即使我只想在列表r中进行更改,为什么此列表v也会被更改?即使它们没有指向相同的内存位置。
r = v = list()
r = [[2,2,1],[2,8,3],[10,2,1],[8,4,2],[4,6,4]]
for c, a in enumerate(r):
if len(v) > 0:
v[0][0]=c
v[0][1]=c
v.append(a)
print('r',r)
print('v',v)
print(hex(id(r)))
print(hex(id(v)))
将以下两行添加到您的代码中,然后查看输出。
print(hex(id(r[0])))
print(hex(id(v[0])))
我得到的输出是-
('r', [[4, 4, 1], [2, 8, 3], [10, 2, 1], [8, 4, 2], [4, 6, 4]])
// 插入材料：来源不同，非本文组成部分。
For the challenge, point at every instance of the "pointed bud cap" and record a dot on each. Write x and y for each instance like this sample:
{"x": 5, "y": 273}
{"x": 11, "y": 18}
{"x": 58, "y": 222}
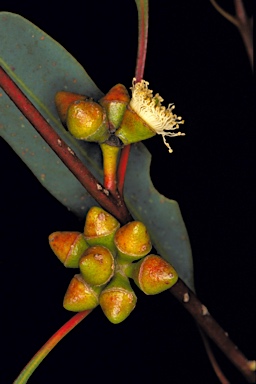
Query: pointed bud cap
{"x": 86, "y": 120}
{"x": 118, "y": 299}
{"x": 68, "y": 247}
{"x": 115, "y": 102}
{"x": 133, "y": 128}
{"x": 100, "y": 228}
{"x": 80, "y": 296}
{"x": 153, "y": 275}
{"x": 132, "y": 241}
{"x": 97, "y": 265}
{"x": 63, "y": 100}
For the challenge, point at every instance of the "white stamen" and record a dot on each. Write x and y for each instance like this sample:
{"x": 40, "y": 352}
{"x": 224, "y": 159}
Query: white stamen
{"x": 150, "y": 109}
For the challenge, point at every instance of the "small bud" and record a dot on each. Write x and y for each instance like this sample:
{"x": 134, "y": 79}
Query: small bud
{"x": 68, "y": 247}
{"x": 118, "y": 300}
{"x": 86, "y": 120}
{"x": 132, "y": 241}
{"x": 133, "y": 128}
{"x": 153, "y": 275}
{"x": 115, "y": 102}
{"x": 97, "y": 265}
{"x": 80, "y": 296}
{"x": 100, "y": 228}
{"x": 63, "y": 100}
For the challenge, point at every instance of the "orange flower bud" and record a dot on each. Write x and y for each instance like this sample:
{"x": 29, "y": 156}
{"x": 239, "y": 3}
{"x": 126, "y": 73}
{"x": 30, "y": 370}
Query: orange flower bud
{"x": 80, "y": 296}
{"x": 118, "y": 300}
{"x": 68, "y": 247}
{"x": 153, "y": 275}
{"x": 63, "y": 100}
{"x": 97, "y": 265}
{"x": 100, "y": 228}
{"x": 87, "y": 120}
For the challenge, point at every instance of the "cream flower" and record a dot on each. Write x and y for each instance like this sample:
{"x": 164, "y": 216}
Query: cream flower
{"x": 149, "y": 108}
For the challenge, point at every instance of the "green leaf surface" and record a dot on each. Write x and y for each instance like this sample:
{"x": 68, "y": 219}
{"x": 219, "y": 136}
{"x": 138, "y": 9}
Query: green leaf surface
{"x": 41, "y": 67}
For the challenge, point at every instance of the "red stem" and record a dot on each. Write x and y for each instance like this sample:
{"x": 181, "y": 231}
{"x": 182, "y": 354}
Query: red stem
{"x": 123, "y": 163}
{"x": 49, "y": 345}
{"x": 65, "y": 153}
{"x": 142, "y": 6}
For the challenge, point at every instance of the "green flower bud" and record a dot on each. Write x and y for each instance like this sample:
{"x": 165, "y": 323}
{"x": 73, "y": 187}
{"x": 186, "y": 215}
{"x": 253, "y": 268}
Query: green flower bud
{"x": 100, "y": 228}
{"x": 86, "y": 120}
{"x": 68, "y": 247}
{"x": 80, "y": 296}
{"x": 133, "y": 128}
{"x": 97, "y": 265}
{"x": 118, "y": 299}
{"x": 63, "y": 100}
{"x": 132, "y": 241}
{"x": 115, "y": 102}
{"x": 153, "y": 274}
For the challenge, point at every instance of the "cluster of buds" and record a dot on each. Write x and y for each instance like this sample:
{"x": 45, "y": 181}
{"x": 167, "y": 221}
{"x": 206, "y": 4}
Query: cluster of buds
{"x": 129, "y": 120}
{"x": 107, "y": 256}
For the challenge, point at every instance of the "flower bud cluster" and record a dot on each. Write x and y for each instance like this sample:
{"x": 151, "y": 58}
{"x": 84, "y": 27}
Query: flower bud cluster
{"x": 129, "y": 120}
{"x": 107, "y": 256}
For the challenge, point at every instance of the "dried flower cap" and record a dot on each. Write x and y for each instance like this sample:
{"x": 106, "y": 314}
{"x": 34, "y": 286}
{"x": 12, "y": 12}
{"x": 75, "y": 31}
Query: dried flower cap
{"x": 150, "y": 109}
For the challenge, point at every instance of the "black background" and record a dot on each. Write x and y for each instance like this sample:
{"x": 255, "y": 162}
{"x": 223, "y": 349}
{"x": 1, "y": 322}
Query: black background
{"x": 196, "y": 59}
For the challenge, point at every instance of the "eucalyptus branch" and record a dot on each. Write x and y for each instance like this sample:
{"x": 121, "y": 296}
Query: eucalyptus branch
{"x": 119, "y": 210}
{"x": 142, "y": 6}
{"x": 207, "y": 323}
{"x": 49, "y": 345}
{"x": 65, "y": 153}
{"x": 242, "y": 22}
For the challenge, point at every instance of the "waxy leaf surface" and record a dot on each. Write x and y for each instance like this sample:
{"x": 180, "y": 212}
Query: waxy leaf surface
{"x": 41, "y": 67}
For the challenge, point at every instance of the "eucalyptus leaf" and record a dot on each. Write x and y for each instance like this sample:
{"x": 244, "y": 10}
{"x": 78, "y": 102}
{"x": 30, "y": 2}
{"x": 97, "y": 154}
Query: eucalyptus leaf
{"x": 41, "y": 67}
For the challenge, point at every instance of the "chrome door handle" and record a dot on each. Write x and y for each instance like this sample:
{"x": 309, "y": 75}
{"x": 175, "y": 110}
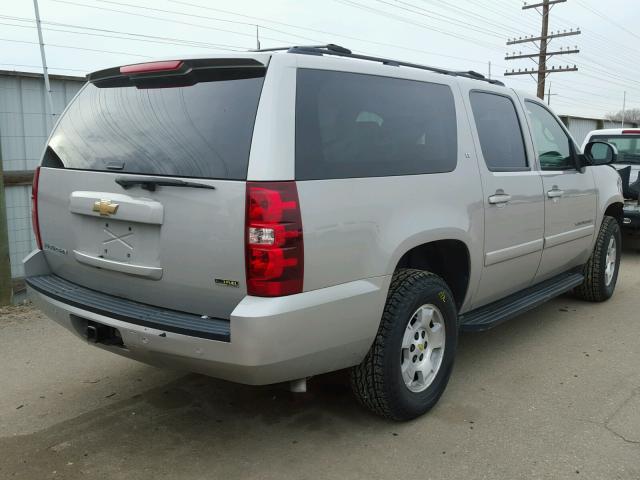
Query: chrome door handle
{"x": 555, "y": 193}
{"x": 499, "y": 198}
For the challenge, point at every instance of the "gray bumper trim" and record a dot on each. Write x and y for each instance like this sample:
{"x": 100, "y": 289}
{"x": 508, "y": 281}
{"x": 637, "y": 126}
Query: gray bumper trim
{"x": 129, "y": 311}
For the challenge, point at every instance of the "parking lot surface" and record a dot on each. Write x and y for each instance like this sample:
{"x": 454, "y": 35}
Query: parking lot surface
{"x": 552, "y": 394}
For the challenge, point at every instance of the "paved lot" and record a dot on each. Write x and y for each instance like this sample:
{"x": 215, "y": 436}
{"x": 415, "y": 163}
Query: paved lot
{"x": 553, "y": 394}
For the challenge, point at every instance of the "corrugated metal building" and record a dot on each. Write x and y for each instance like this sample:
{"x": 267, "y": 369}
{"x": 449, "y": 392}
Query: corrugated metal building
{"x": 25, "y": 123}
{"x": 581, "y": 126}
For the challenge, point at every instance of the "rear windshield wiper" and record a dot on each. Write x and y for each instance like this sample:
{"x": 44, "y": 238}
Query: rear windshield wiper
{"x": 152, "y": 183}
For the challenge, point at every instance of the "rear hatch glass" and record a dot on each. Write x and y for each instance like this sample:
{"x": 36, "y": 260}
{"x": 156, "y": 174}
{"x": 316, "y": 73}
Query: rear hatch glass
{"x": 115, "y": 215}
{"x": 202, "y": 130}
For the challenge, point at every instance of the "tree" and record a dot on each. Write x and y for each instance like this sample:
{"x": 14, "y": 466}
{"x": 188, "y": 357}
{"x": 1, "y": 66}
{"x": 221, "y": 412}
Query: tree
{"x": 630, "y": 115}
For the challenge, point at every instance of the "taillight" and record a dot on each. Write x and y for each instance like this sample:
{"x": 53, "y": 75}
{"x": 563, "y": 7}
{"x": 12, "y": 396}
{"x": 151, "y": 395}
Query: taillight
{"x": 273, "y": 239}
{"x": 34, "y": 207}
{"x": 150, "y": 67}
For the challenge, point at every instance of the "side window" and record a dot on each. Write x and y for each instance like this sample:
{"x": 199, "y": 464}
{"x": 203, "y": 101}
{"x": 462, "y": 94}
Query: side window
{"x": 499, "y": 132}
{"x": 352, "y": 125}
{"x": 550, "y": 140}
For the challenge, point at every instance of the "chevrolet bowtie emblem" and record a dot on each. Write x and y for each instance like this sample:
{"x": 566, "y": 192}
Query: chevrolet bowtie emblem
{"x": 105, "y": 207}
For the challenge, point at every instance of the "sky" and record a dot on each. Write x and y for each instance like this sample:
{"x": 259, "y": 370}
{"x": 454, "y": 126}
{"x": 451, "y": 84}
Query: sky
{"x": 81, "y": 36}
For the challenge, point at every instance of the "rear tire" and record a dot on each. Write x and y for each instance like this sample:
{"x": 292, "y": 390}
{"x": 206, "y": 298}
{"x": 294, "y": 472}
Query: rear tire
{"x": 409, "y": 364}
{"x": 601, "y": 271}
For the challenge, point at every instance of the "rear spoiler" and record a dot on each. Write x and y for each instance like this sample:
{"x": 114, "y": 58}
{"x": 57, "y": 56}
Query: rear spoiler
{"x": 177, "y": 73}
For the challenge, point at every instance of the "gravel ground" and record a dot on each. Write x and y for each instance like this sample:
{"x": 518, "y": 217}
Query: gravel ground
{"x": 553, "y": 394}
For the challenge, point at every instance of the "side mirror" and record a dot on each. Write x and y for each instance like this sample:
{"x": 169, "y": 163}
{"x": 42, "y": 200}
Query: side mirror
{"x": 600, "y": 153}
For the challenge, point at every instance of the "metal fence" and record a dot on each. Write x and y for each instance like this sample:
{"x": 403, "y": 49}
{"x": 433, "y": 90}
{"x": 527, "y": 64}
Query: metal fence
{"x": 25, "y": 123}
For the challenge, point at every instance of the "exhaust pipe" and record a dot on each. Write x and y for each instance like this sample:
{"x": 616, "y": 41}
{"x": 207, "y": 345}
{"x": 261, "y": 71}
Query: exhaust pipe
{"x": 298, "y": 386}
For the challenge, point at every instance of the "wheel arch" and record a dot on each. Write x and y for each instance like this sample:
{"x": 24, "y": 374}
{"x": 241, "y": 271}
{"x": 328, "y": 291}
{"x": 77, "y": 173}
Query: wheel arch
{"x": 448, "y": 258}
{"x": 615, "y": 210}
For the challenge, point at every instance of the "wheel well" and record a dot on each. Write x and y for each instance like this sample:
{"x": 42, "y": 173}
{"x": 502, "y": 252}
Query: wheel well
{"x": 448, "y": 259}
{"x": 615, "y": 210}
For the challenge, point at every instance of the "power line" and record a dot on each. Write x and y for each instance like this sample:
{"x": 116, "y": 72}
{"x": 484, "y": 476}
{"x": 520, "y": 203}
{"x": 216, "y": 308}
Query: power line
{"x": 388, "y": 15}
{"x": 75, "y": 48}
{"x": 158, "y": 41}
{"x": 326, "y": 32}
{"x": 174, "y": 21}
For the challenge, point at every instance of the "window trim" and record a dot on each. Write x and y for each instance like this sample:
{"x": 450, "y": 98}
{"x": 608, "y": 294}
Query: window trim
{"x": 526, "y": 168}
{"x": 573, "y": 150}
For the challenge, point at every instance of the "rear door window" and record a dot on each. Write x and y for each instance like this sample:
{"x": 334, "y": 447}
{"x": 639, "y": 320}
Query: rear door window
{"x": 203, "y": 130}
{"x": 353, "y": 125}
{"x": 499, "y": 132}
{"x": 552, "y": 144}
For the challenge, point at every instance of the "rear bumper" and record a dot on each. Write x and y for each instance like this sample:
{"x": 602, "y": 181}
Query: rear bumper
{"x": 269, "y": 340}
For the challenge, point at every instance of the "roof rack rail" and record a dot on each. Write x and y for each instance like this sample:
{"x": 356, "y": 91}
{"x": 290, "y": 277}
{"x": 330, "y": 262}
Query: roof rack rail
{"x": 337, "y": 50}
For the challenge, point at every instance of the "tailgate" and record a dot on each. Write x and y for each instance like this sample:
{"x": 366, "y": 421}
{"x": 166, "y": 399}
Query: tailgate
{"x": 142, "y": 190}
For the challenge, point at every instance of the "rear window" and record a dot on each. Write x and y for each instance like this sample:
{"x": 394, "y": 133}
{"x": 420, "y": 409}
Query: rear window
{"x": 352, "y": 125}
{"x": 203, "y": 130}
{"x": 628, "y": 146}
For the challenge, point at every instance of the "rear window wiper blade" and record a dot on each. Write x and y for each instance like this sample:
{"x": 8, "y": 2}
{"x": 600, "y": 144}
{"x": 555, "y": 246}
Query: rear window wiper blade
{"x": 152, "y": 183}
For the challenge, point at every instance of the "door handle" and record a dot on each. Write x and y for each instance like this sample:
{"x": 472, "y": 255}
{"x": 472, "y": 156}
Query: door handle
{"x": 555, "y": 193}
{"x": 499, "y": 198}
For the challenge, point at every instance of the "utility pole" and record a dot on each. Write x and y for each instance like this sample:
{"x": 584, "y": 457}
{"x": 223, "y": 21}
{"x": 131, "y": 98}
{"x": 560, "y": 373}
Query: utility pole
{"x": 45, "y": 70}
{"x": 542, "y": 43}
{"x": 549, "y": 94}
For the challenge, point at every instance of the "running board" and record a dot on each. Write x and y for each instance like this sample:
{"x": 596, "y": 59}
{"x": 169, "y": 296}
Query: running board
{"x": 488, "y": 316}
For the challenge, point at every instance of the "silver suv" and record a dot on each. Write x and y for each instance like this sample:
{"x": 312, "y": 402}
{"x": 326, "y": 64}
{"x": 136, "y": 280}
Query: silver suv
{"x": 270, "y": 216}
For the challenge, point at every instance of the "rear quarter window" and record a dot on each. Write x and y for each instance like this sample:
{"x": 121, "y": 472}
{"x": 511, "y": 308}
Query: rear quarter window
{"x": 352, "y": 125}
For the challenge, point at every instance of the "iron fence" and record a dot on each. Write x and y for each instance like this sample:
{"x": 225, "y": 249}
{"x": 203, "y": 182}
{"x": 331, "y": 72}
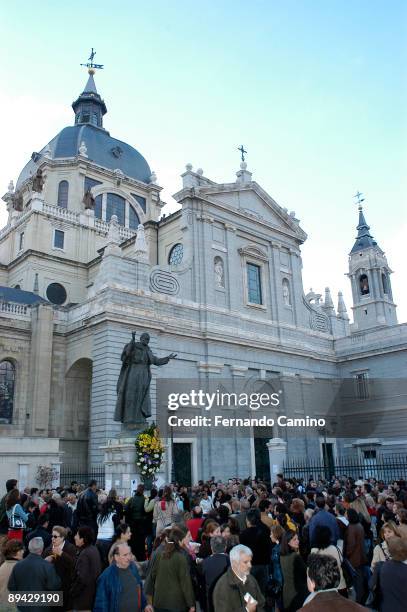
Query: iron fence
{"x": 386, "y": 468}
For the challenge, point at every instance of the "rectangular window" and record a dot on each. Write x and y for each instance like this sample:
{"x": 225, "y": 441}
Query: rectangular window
{"x": 254, "y": 284}
{"x": 115, "y": 205}
{"x": 59, "y": 237}
{"x": 362, "y": 386}
{"x": 98, "y": 206}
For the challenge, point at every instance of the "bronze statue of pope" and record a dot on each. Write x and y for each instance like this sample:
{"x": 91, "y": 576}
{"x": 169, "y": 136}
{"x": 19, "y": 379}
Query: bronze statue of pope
{"x": 133, "y": 405}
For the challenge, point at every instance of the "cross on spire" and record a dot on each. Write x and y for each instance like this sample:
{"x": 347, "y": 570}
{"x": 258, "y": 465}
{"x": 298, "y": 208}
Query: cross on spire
{"x": 359, "y": 201}
{"x": 90, "y": 65}
{"x": 242, "y": 151}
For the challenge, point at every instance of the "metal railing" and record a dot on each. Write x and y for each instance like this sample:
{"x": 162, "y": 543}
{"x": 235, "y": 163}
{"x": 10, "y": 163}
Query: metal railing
{"x": 386, "y": 468}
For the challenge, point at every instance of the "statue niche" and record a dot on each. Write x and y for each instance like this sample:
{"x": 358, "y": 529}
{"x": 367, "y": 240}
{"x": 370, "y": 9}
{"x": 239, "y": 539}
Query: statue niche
{"x": 364, "y": 284}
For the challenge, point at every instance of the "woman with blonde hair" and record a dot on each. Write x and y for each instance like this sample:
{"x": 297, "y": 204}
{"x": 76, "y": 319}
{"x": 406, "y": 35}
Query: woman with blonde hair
{"x": 169, "y": 585}
{"x": 381, "y": 551}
('v', [[4, 4, 1], [2, 8, 3], [10, 2, 1], [8, 4, 2], [4, 6, 4]])
id(r) 0x39ccb48L
id(v) 0x17626c8L
id(r[0]) 0x39cc7c8L
id(r[0]) 0x39cc7c8L
尽管'r'和'v'不同,但r [0]和v [0]指向同一对象。因此,修改v [0]也会修改r [0]。
您的代码
>>> id(r) == id(v)
True
替换r,v=[],[]
>>> id(r) == id(v)
False
最好在定义变量后放置条件代码(添加到第2行)
v.append(a)将对r的子列表的引用添加到v。 r和v不同,但是它们包含的项目相同。扩展打印以包括子列表,您将看到
r = v = list()
r = [[2,2,1],[2,8,3],[10,2,1],[8,4,2],[4,6,4]]
for c, a in enumerate(r):
if len(v) > 0:
v[0][0]=c
v[0][1]=c
v.append(a)
print('r',r)
print('v',v)
print(hex(id(r)),[hex(id(i)) for i in r])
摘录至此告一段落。